Force est de constater que ce projet de loi ne se contente pas de ratifier les termes de l’ordonnance mais y apporte des modifications substantielles, telles que sur la définition du contrat d’adhésion, la condition stipulée à son profit exclusif ou encore l’application de cette réforme dans le temps (cf billet de blog de C.Clavaud, Réforme du droit des contrats- adoption du projet de loi de ratification par le Sénat « une réforme de la réforme).
Après avoir été adopté en première lecture par le Sénat, le projet de loi de ratification vient lui-même d’être modifié par l’Assemblée Nationale.

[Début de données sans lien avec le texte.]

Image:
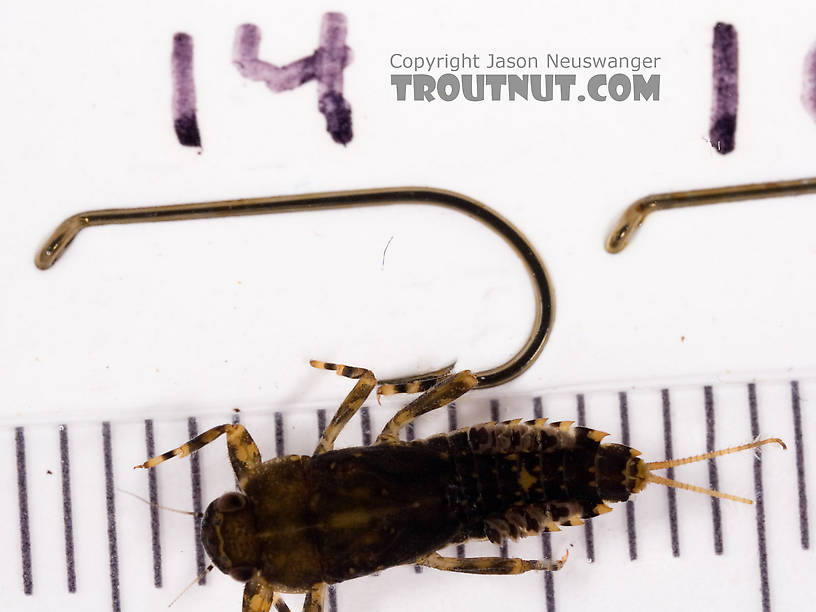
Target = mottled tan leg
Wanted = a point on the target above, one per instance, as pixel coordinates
(490, 565)
(443, 392)
(243, 452)
(412, 384)
(314, 598)
(259, 597)
(365, 385)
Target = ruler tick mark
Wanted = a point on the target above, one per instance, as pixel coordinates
(630, 506)
(800, 464)
(67, 514)
(713, 475)
(153, 493)
(762, 550)
(22, 498)
(669, 454)
(113, 552)
(195, 479)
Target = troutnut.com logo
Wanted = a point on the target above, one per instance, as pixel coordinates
(596, 77)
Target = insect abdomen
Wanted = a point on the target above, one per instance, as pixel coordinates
(514, 479)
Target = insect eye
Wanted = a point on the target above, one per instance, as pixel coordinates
(230, 502)
(242, 573)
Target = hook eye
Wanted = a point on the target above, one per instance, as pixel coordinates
(242, 573)
(230, 502)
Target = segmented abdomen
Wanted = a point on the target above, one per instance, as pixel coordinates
(514, 479)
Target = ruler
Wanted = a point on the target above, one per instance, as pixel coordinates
(74, 538)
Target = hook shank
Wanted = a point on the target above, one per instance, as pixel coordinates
(636, 214)
(61, 237)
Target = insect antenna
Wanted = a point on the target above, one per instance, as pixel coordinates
(659, 465)
(187, 588)
(155, 505)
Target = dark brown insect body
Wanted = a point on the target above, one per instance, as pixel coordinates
(351, 512)
(306, 521)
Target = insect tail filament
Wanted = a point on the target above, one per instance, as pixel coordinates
(689, 487)
(659, 465)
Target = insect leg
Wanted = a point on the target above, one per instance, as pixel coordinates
(365, 385)
(259, 597)
(490, 565)
(314, 598)
(442, 393)
(243, 453)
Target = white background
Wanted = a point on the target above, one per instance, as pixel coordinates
(167, 318)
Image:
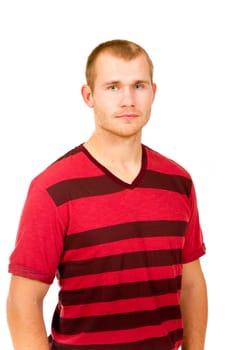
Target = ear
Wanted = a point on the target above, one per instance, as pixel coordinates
(154, 87)
(87, 95)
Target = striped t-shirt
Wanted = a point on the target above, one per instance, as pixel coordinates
(117, 250)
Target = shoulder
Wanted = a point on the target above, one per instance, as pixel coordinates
(68, 166)
(160, 163)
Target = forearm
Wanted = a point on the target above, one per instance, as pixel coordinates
(194, 313)
(26, 326)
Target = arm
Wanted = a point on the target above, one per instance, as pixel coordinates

Alors que le Sénat avait pris le soin d’indiquer un délai précis et de supprimer la notion de « délai raisonnable » que l’on retrouvait aussi bien pour l’action interrogatoire du pacte de préférence (article 1123 du code civil) que dans le cadre de la demande de confirmation des pouvoirs du représentant (article 1158 du code civil), l’Assemblée Nationale considère de manière surprenante qu’il serait préférable de laisser cette notion pourtant floue et génératrice de contentieux plutôt que d’indiquer un quelconque délai.
Dans le même sens, l’Assemblée Nationale ne souhaite pas préciser la notion d’ «attentes légitimes des parties » relative à la qualité de la prestation attendue par son cocontractant.
S’agissant de l’application de la réforme dans le temps, l’Assemblée Nationale souhaite également revenir aux termes de l’ordonnance et supprimer la précision apportée par le Sénat « y compris pour leurs effets légaux et pour les dispositions d’ordre public » qui visait à contrer la jurisprudence de la Cour de cassation tendant à appliquer la réforme aux contrats en cours.
L’Assemblée Nationale ne souhaite pas non plus suivre les préconisations du Sénat sur la modification de la notion de contrat d’adhésion et de l’actuel article 1171 du code civil.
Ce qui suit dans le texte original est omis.